Recensione:
Shareen Hertel's careful and timely research eloquently exposes how business-influenced social responsibility initiatives often leave community members out of the remedy process when harmed by business activities. In contrast, 'worker-driven social responsibility' (WSR) initiatives provide the crucial element of grassroots engagement that often makes remedy possible. Masterfully employing a range of methods from statistical analysis to participant-observation in two small factory towns in the Dominican Republic, Hertel provides a crucial contribution to the literature on social responsibility in global supply chains. This book is highly recommended to scholars and practitioners alike."-Mark Anner, Associate Professor of Labor and Employment Relations, andPolitical Science, The Pennsylvania State University
This book is an important contribution to the ongoing debates around Business and Human Rights (BHR). The research is grounded in case studies where Hertel argues for an alternative Worker-driven Social Responsibility (WSR) paradigm developed by workers and community-based allies. The book also illuminates the potential and limits to WSR and BHR strategies, and points to the need to look at structural roots of poverty and concludes with a renewed call for more robust theory and practice that foregrounds economic rights remedies that are inclusive, dynamic, and adaptive to the human rights challenges of current supply chains in the global economy."-Radhika Balakrishnan, co-author of Rethinking Economic Policy for Social Justice: The Radical Potential of HumanRights
With this meticulous work, Hertel gifts the reader with a rare gem of social science research in the business and human rights space.
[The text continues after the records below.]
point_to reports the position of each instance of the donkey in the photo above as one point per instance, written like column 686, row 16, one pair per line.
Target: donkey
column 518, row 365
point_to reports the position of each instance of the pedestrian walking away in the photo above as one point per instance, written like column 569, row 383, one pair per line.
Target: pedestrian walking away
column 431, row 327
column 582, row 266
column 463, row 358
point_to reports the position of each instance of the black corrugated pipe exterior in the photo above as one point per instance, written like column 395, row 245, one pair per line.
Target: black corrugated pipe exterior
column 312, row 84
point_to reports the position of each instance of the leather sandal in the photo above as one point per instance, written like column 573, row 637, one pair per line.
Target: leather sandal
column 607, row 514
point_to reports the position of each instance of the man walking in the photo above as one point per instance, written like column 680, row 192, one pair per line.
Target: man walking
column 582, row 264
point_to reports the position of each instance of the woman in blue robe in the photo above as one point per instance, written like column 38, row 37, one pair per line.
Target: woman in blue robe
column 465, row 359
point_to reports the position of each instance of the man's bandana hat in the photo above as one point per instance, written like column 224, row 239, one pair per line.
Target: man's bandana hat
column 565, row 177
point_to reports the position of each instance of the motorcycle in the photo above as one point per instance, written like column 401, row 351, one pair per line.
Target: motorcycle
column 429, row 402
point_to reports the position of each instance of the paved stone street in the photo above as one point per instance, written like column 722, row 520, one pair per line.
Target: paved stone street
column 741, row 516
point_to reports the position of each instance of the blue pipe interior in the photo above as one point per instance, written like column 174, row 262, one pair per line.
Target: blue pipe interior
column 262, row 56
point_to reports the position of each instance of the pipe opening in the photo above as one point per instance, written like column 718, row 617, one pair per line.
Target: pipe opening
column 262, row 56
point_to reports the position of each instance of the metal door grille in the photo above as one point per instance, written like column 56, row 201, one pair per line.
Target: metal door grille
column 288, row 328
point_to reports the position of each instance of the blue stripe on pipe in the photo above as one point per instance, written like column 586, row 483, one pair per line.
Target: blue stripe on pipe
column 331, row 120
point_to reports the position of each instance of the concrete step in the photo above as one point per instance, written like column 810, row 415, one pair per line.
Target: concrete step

Through a grounded approach and fresh primary data, she steers our attention to the fates of people-communities as well as workers-tied up in global supply chains and to the systemic poverty that creates the vulnerabilities in the first place. Tethered Fates is a compelling argument for a concept of remedy that considers business responsibility for the broader underdevelopment and underemployment in a society and for why the responsibility to remedy needs to be built into our business models."-Joanne Bauer, Adjunct Professor of International Affairs, Columbia University and Co-Founder, Rights CoLab
A masterful expansion of our thinking on economic and social rights, grassroots participation in global governance, and the power relations of global supply chains. Hertel reveals the limitations of the 'business as usual' model of corporate social responsibility and carefully explores alternatives, with an effective combination of history, mapping, and interviews. This study fills important gaps and advances the agenda of human rights scholarship in an era of global challenge."-Alison Brysk, author of The Struggle for Freedom from Fear: Contesting Violence against Women at the Frontiers of Globalization
14/01/2019
L'autore:
Shareen Hertel is an Associate Professor of Political Science and Human Rights at the University of Connecticut and has worked with foundations, nongovernmental organizations (NGOs), and United Nations agencies in the United States, Latin America, and South Asia for over two decades. Hertel is also editor of The Journal of Human Rights and and has published books and articles across multiple disciplines.